Pour elle la question avait sa gravité et son inquiétude; aussi, quand Sixte avait prononcé le nom de son camarade de la Vigne, n'avait-elle pas hésité à répondre: «Il faut accepter.»

V

Quand Sixte arriva chez le baron il était presque en retard, et tous les invités se trouvaient réunis dans le salon de la villa, dont les fenêtres ouvraient sur la mer; il y avait là quelques propriétaires de la contrée, des Russes, des Espagnols, et les camarades que d'Arjuzanx lui avait annoncés.

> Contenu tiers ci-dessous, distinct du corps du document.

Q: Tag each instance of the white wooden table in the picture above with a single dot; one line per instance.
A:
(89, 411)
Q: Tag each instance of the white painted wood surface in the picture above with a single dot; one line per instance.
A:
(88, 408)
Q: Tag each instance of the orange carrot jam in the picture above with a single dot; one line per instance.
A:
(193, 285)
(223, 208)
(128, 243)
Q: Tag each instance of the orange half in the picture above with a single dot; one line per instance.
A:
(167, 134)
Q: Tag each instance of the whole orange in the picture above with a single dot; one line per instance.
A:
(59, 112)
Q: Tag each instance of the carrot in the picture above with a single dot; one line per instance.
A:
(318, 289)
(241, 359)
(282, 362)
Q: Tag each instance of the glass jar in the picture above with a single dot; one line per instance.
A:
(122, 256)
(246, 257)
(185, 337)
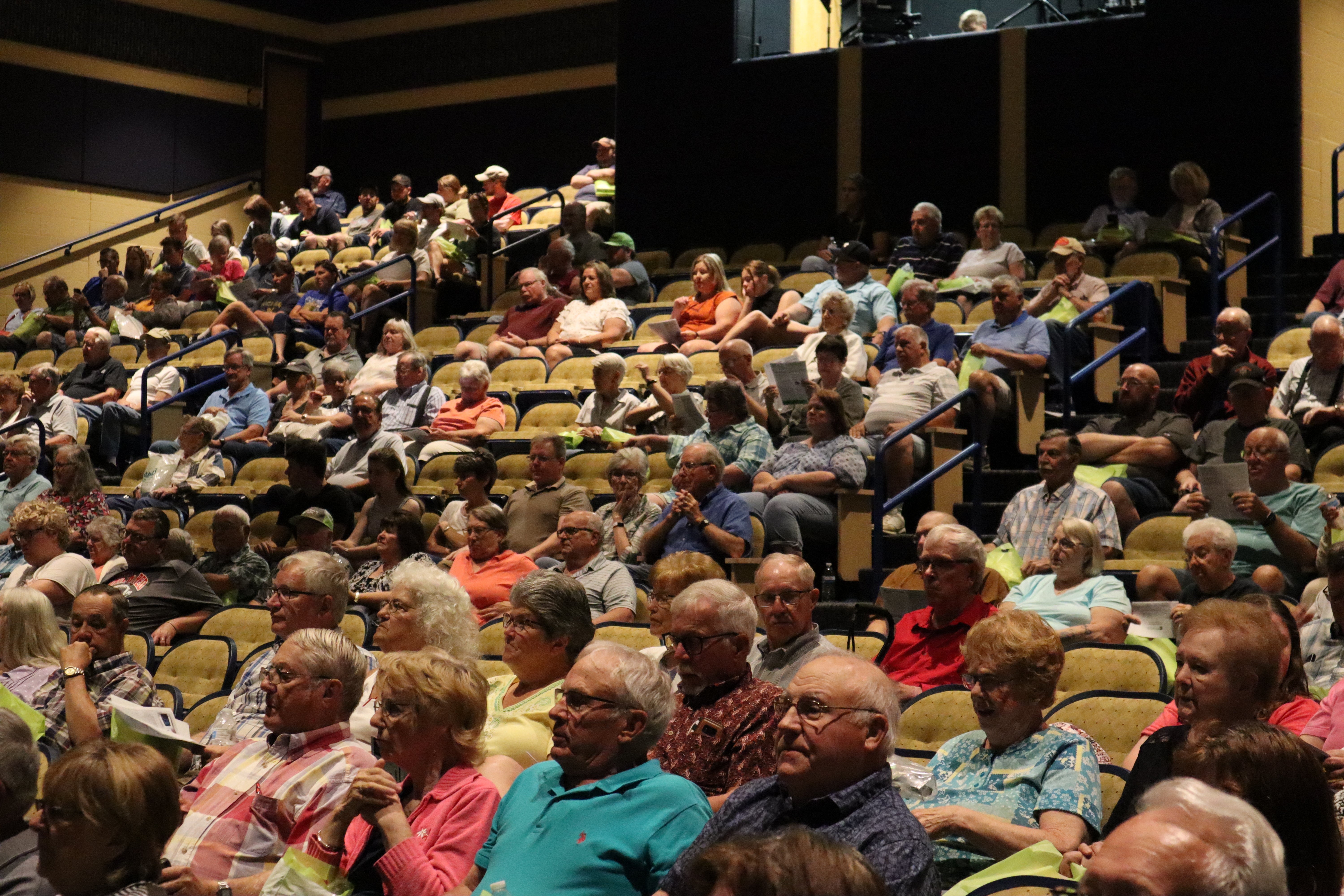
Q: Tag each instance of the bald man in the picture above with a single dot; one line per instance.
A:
(1311, 390)
(611, 590)
(1202, 394)
(1151, 443)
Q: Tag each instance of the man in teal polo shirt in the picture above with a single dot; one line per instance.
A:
(599, 817)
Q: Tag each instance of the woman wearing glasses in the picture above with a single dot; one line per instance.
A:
(1076, 598)
(548, 625)
(980, 815)
(421, 835)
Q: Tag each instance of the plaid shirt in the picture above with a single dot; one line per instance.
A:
(263, 797)
(744, 445)
(1033, 515)
(118, 676)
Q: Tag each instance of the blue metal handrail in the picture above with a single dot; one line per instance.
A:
(1276, 242)
(880, 479)
(157, 214)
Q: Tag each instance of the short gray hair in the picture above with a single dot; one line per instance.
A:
(330, 655)
(640, 686)
(323, 575)
(734, 610)
(560, 604)
(443, 609)
(1248, 855)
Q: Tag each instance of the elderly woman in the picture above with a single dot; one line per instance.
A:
(588, 324)
(401, 538)
(608, 405)
(487, 569)
(794, 492)
(544, 633)
(429, 719)
(980, 815)
(475, 475)
(388, 480)
(1228, 671)
(837, 315)
(658, 413)
(708, 315)
(30, 641)
(42, 531)
(466, 422)
(626, 519)
(1075, 597)
(107, 813)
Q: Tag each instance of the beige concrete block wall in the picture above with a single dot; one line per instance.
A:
(1323, 109)
(40, 214)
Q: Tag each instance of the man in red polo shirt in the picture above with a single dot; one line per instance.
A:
(927, 647)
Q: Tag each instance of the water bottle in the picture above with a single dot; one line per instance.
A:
(829, 582)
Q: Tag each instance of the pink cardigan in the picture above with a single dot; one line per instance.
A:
(450, 827)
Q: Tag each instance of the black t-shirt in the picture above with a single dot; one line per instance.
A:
(87, 381)
(333, 499)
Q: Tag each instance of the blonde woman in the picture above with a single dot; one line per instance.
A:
(30, 641)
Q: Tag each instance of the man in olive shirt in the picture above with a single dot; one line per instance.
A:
(534, 512)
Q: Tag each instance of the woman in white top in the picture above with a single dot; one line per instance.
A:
(588, 324)
(837, 315)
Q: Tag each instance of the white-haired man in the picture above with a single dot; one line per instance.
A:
(1187, 839)
(724, 731)
(838, 725)
(600, 816)
(263, 797)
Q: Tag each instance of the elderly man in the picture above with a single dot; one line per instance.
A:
(600, 788)
(927, 647)
(837, 730)
(902, 396)
(235, 571)
(786, 597)
(534, 512)
(610, 588)
(1029, 522)
(1282, 520)
(874, 310)
(311, 590)
(1187, 839)
(741, 441)
(931, 252)
(1202, 394)
(705, 518)
(1310, 393)
(724, 731)
(169, 598)
(95, 668)
(350, 467)
(263, 797)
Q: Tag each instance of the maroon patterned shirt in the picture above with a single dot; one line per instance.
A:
(722, 737)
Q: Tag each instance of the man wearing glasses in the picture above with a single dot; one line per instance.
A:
(838, 725)
(787, 597)
(724, 731)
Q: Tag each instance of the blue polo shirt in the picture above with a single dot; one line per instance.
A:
(721, 508)
(1026, 336)
(616, 836)
(245, 409)
(943, 346)
(872, 303)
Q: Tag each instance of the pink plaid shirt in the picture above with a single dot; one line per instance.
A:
(263, 797)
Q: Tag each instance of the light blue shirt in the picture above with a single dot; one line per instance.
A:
(249, 406)
(1072, 608)
(616, 836)
(872, 303)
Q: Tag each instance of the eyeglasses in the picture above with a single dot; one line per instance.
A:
(694, 644)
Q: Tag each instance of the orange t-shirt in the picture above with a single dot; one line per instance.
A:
(700, 315)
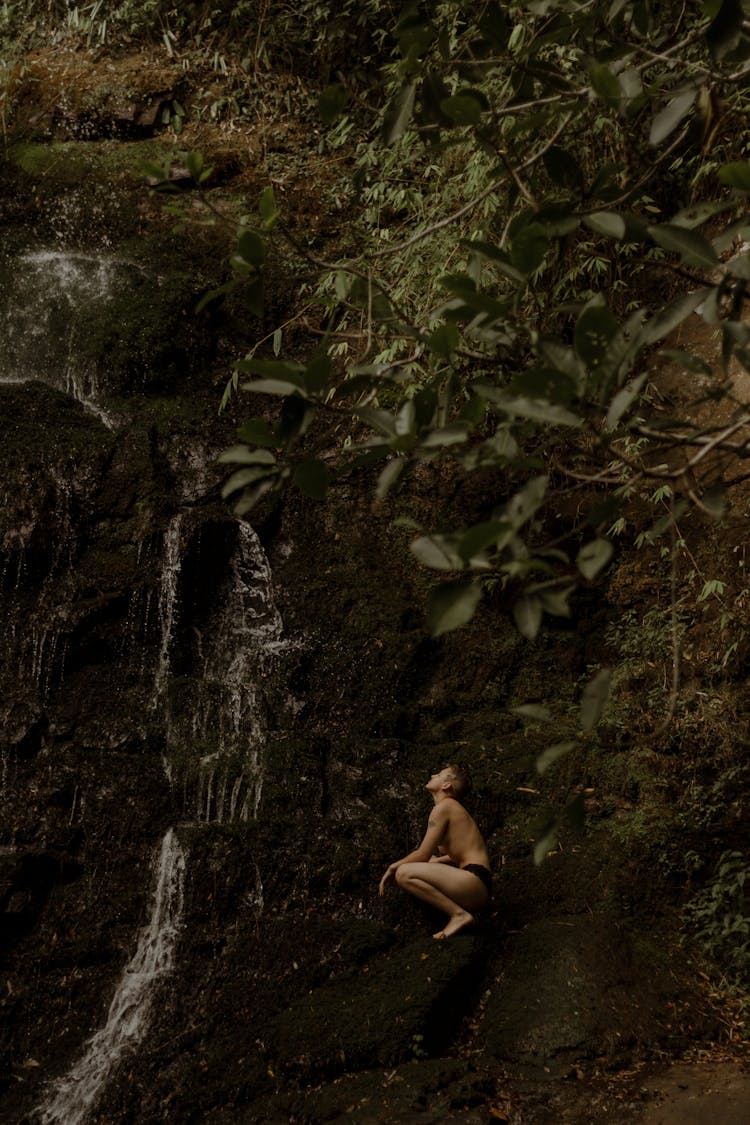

--Je croyais que tu ne viendrais pas, dit l'un d'eux.

--Et pourquoi?

--Lune de miel.

--Miel n'est pas glu.

Le dîner était combiné pour laisser des souvenirs aux convives et les rendre fidèles, composé de mets envoyés des pays d'origine: poulardes de la Bresse, écrevisses de Styrie, ortolans des Landes tirés dans les terres de d'Arjuzanx, pâté de foie gras de Nancy; en vins, les premiers crus authentiques.

Ce qui ne fut pas de premier cru, ce fut la conversation, qui se maintint dans la banalité, ces étrangers que le hasard réunissait n'ayant entre eux ni idées communes, ni habitudes, ni relations; on parla du climat de Biarritz, puis de la température, de la plage, des villas et de leurs habitants, on passa aux casinos.